A Zen tale tells of a Zen master who came across a disciple walking on water. “What are you doing?” he cried. “Crossing the river,” replied the disciple. “Come with me,” ordered the master and together they walked a great distance until they found a ferryman. As they climbed onto the boat, the master said pointedly: “This is the way to cross a river.”

6. Laugh More

Tom Peters says that the creativity of a workplace can be measured by a laughometer, ie how much people in the organisation laugh. Humour is one of the greatest creative devices. It jolts us out of our normal patterns and puts ideas together that shouldn’t go together. It has been found that after listening to comedy tapes, students’ ability to solve problems rises by 60%. “I like nonsense, it wakes up the brain cells. Fantasy is a necessary ingredient in living, it’s a way of looking at life through the wrong end of a telescope and that enables you to laugh at life’s realities.” (Geisel Theodor Seuss )

7. Think Outside Your Limits

Many of the products we take for granted today are the result of people thinking outside their limits. John Lynn recalls attending a computer conference in the 1980’s at a hotel when someone joked that the next thing they’d be thinking of would be computerised doors. When he went back to the same hotel 20 years later, all the doors used computer-programmed key cards. You can practise this kind of thinking with these pointers:

let go of old ways of seeing, thinking and doing question what you see, remembering that we distort what we see with our perceptions have a clear understanding of what outcome you desire but divorce the outcome from the method be aware that thinking in familiar patterns can limit your options of what is possible free yourself from judging your own ideas find a stream of creative ideas by thinking more like a child take risks and dare to do things differently be absolutely sure that you will succeed.
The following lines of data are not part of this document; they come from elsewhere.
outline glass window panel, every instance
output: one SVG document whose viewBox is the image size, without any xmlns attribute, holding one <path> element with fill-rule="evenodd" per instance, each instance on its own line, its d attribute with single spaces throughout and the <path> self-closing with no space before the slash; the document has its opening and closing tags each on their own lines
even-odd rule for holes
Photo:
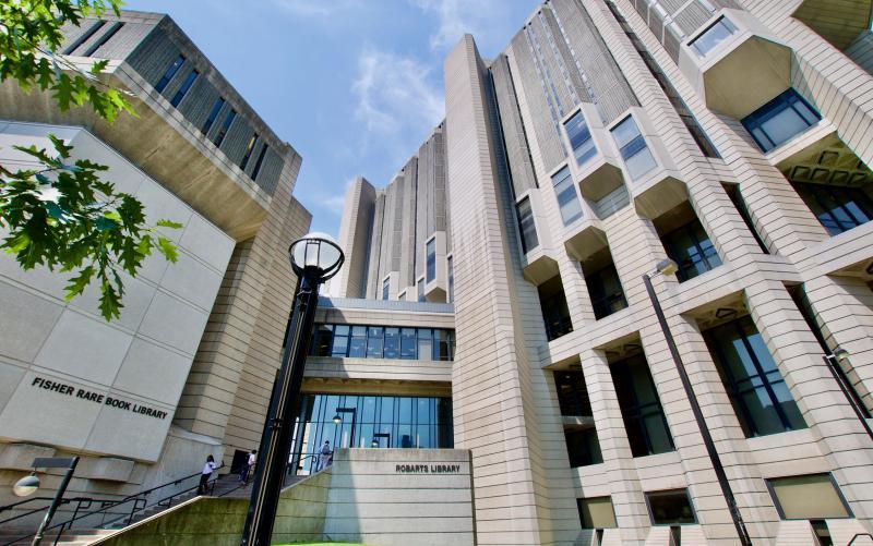
<svg viewBox="0 0 873 546">
<path fill-rule="evenodd" d="M 767 482 L 785 520 L 851 518 L 829 474 L 778 477 Z"/>
</svg>

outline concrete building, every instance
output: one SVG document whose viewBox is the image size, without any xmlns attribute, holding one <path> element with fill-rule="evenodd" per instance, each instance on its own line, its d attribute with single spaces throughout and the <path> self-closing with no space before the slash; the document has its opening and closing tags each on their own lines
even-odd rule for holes
<svg viewBox="0 0 873 546">
<path fill-rule="evenodd" d="M 11 484 L 35 457 L 79 454 L 68 496 L 118 498 L 256 446 L 295 286 L 287 246 L 311 219 L 291 195 L 300 155 L 168 16 L 122 12 L 64 31 L 59 52 L 82 66 L 109 59 L 139 118 L 60 112 L 10 81 L 0 161 L 22 166 L 13 144 L 50 148 L 47 135 L 61 136 L 74 158 L 109 166 L 152 221 L 182 223 L 167 231 L 180 255 L 124 276 L 109 324 L 96 290 L 68 304 L 67 276 L 0 256 L 0 505 L 20 500 Z M 38 496 L 59 481 L 45 475 Z"/>
<path fill-rule="evenodd" d="M 670 257 L 655 291 L 753 543 L 871 532 L 870 13 L 548 0 L 492 60 L 464 36 L 445 120 L 348 190 L 298 466 L 325 439 L 470 449 L 478 544 L 738 543 L 642 280 Z"/>
</svg>

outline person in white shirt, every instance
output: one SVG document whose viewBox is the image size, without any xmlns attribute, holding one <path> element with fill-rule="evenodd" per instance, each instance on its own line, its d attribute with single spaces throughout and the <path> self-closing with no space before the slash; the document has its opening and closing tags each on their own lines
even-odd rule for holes
<svg viewBox="0 0 873 546">
<path fill-rule="evenodd" d="M 203 465 L 203 472 L 200 473 L 200 485 L 198 485 L 198 495 L 206 494 L 206 484 L 210 482 L 210 476 L 215 472 L 217 464 L 215 459 L 210 456 L 206 458 L 206 464 Z"/>
</svg>

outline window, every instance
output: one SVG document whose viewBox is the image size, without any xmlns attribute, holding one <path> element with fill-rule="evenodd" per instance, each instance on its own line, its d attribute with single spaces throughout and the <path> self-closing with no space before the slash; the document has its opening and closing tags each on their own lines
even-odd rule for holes
<svg viewBox="0 0 873 546">
<path fill-rule="evenodd" d="M 236 119 L 236 117 L 237 117 L 237 111 L 236 110 L 230 110 L 229 112 L 227 112 L 227 116 L 225 116 L 224 123 L 222 123 L 222 126 L 218 128 L 218 134 L 215 135 L 215 141 L 213 141 L 215 146 L 217 146 L 217 147 L 222 146 L 222 143 L 224 142 L 225 136 L 227 136 L 227 131 L 230 129 L 230 125 L 234 123 L 234 120 Z"/>
<path fill-rule="evenodd" d="M 249 144 L 246 146 L 246 154 L 242 156 L 242 161 L 239 163 L 239 168 L 243 171 L 246 170 L 246 166 L 249 165 L 249 159 L 252 157 L 252 150 L 254 149 L 254 145 L 258 143 L 258 133 L 254 133 L 249 138 Z"/>
<path fill-rule="evenodd" d="M 91 25 L 91 27 L 87 31 L 85 31 L 85 33 L 82 36 L 79 37 L 77 40 L 73 41 L 72 44 L 70 44 L 69 46 L 63 48 L 62 53 L 63 54 L 71 54 L 73 51 L 79 49 L 79 47 L 82 46 L 82 44 L 86 43 L 87 40 L 91 39 L 92 36 L 97 34 L 97 31 L 103 28 L 105 24 L 106 24 L 106 21 L 103 21 L 103 20 L 99 20 L 99 21 L 95 22 L 93 25 Z"/>
<path fill-rule="evenodd" d="M 566 131 L 566 137 L 570 141 L 573 155 L 576 157 L 576 165 L 582 167 L 597 155 L 591 131 L 588 129 L 588 124 L 585 123 L 585 117 L 581 111 L 564 123 L 564 131 Z"/>
<path fill-rule="evenodd" d="M 704 332 L 746 437 L 806 428 L 750 316 Z"/>
<path fill-rule="evenodd" d="M 206 118 L 206 123 L 203 124 L 203 129 L 201 129 L 201 133 L 204 135 L 210 132 L 212 129 L 213 123 L 215 123 L 215 119 L 218 117 L 218 112 L 222 111 L 222 108 L 225 106 L 225 99 L 218 97 L 215 99 L 215 104 L 212 105 L 212 110 L 210 110 L 210 116 Z"/>
<path fill-rule="evenodd" d="M 184 64 L 184 56 L 180 54 L 175 61 L 172 61 L 172 64 L 170 64 L 170 68 L 167 69 L 167 72 L 160 76 L 157 85 L 155 85 L 155 90 L 163 93 L 164 88 L 167 87 L 167 84 L 170 83 L 170 80 L 172 80 L 172 76 L 175 76 L 176 73 L 179 72 L 179 69 L 182 68 L 182 64 Z"/>
<path fill-rule="evenodd" d="M 633 456 L 673 451 L 673 438 L 646 359 L 631 356 L 612 363 L 609 368 Z"/>
<path fill-rule="evenodd" d="M 537 227 L 534 223 L 534 210 L 530 208 L 530 199 L 525 197 L 515 205 L 515 213 L 518 218 L 518 231 L 522 232 L 522 252 L 527 254 L 539 245 L 537 239 Z"/>
<path fill-rule="evenodd" d="M 679 282 L 693 279 L 721 265 L 716 247 L 696 217 L 663 235 L 661 241 L 667 254 L 679 266 L 675 274 Z"/>
<path fill-rule="evenodd" d="M 546 337 L 549 341 L 573 331 L 573 321 L 570 319 L 570 310 L 566 305 L 561 277 L 555 275 L 547 280 L 537 287 L 537 292 L 539 292 L 539 305 L 546 326 Z"/>
<path fill-rule="evenodd" d="M 191 86 L 194 85 L 194 80 L 196 80 L 199 75 L 200 72 L 198 72 L 196 70 L 192 70 L 191 73 L 188 74 L 188 77 L 184 78 L 184 82 L 182 82 L 182 85 L 181 87 L 179 87 L 179 90 L 177 90 L 176 95 L 172 96 L 170 105 L 179 106 L 179 102 L 182 101 L 184 96 L 188 94 L 189 89 L 191 89 Z"/>
<path fill-rule="evenodd" d="M 803 182 L 792 185 L 832 236 L 873 219 L 873 199 L 863 190 Z"/>
<path fill-rule="evenodd" d="M 653 525 L 697 523 L 686 489 L 646 493 Z"/>
<path fill-rule="evenodd" d="M 594 426 L 587 428 L 564 428 L 566 453 L 570 458 L 570 468 L 590 466 L 603 462 L 600 453 L 600 441 Z"/>
<path fill-rule="evenodd" d="M 740 184 L 721 184 L 725 186 L 725 191 L 728 192 L 728 196 L 730 201 L 733 203 L 733 206 L 737 208 L 737 211 L 740 213 L 740 217 L 745 222 L 745 227 L 749 228 L 749 231 L 752 232 L 752 236 L 755 238 L 755 242 L 757 243 L 761 252 L 764 254 L 769 254 L 770 251 L 767 248 L 767 245 L 764 244 L 764 240 L 761 239 L 761 235 L 757 233 L 755 229 L 755 222 L 752 221 L 752 217 L 749 215 L 749 208 L 745 206 L 745 201 L 743 201 L 743 196 L 740 194 Z"/>
<path fill-rule="evenodd" d="M 104 34 L 103 37 L 100 37 L 100 39 L 95 41 L 94 45 L 92 45 L 89 48 L 87 48 L 87 50 L 85 50 L 84 57 L 91 57 L 94 53 L 96 53 L 98 49 L 104 47 L 110 39 L 112 39 L 112 36 L 118 34 L 118 32 L 121 29 L 122 26 L 124 26 L 124 23 L 121 23 L 119 21 L 118 23 L 109 27 L 109 29 L 106 31 L 106 34 Z"/>
<path fill-rule="evenodd" d="M 436 239 L 428 241 L 427 254 L 427 279 L 430 282 L 436 278 Z"/>
<path fill-rule="evenodd" d="M 742 123 L 758 147 L 767 153 L 806 131 L 821 119 L 798 92 L 789 88 L 743 118 Z"/>
<path fill-rule="evenodd" d="M 715 49 L 716 46 L 725 41 L 731 34 L 737 32 L 737 27 L 727 17 L 718 17 L 709 28 L 702 32 L 699 36 L 689 43 L 691 49 L 698 57 L 706 57 L 706 53 Z"/>
<path fill-rule="evenodd" d="M 445 262 L 449 269 L 449 303 L 453 303 L 455 301 L 455 264 L 452 256 L 449 256 Z"/>
<path fill-rule="evenodd" d="M 776 477 L 767 480 L 767 487 L 784 520 L 852 517 L 830 474 Z"/>
<path fill-rule="evenodd" d="M 267 148 L 270 148 L 270 146 L 264 144 L 261 151 L 258 154 L 258 160 L 254 162 L 254 169 L 252 169 L 252 180 L 258 180 L 258 173 L 261 172 L 261 166 L 264 163 L 264 156 L 266 156 Z"/>
<path fill-rule="evenodd" d="M 633 117 L 629 116 L 612 129 L 612 138 L 621 151 L 624 166 L 631 180 L 636 180 L 655 167 L 655 156 L 648 149 L 646 139 L 636 126 Z"/>
<path fill-rule="evenodd" d="M 564 167 L 552 177 L 552 185 L 554 186 L 554 195 L 558 197 L 558 208 L 561 210 L 561 219 L 564 226 L 570 226 L 574 221 L 582 218 L 582 205 L 579 205 L 579 197 L 576 195 L 576 187 L 573 183 L 573 178 L 570 175 L 570 169 Z"/>
<path fill-rule="evenodd" d="M 618 526 L 610 497 L 576 499 L 576 505 L 579 509 L 582 529 L 611 529 Z"/>
<path fill-rule="evenodd" d="M 584 270 L 585 265 L 583 265 Z M 624 298 L 624 290 L 619 280 L 619 271 L 615 270 L 615 265 L 611 259 L 596 271 L 586 274 L 585 284 L 588 287 L 588 295 L 591 296 L 596 319 L 599 320 L 627 307 L 627 300 Z"/>
</svg>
When we think vertically, we limit ourselves to what we already know, what’s been done before and the old ways of thinking. We can build upwards as a result but our progress is more of the same, or vertical evolution. The alternative to vertical thinking is lateral, or horizontal, thinking. It is also outrageous thinking, curious thinking, thinking the unthinkable, and creative thinking.


Key Points


Creative thinking at all levels has become a necessity for organisations to stay ahead in the modern business world. When you’re in the wrong hole, it’s no good digging deeper; you need to get another hole. Children tend to be more curious about their world than adults. One simple way to increase your creativity is to make new connections between unrelated objects and ideas. Creativity requires us to open up our minds to experiences and ideas we don’t usually have. A creative workplace is invariably one in which there is a large amount of humour and irreverence.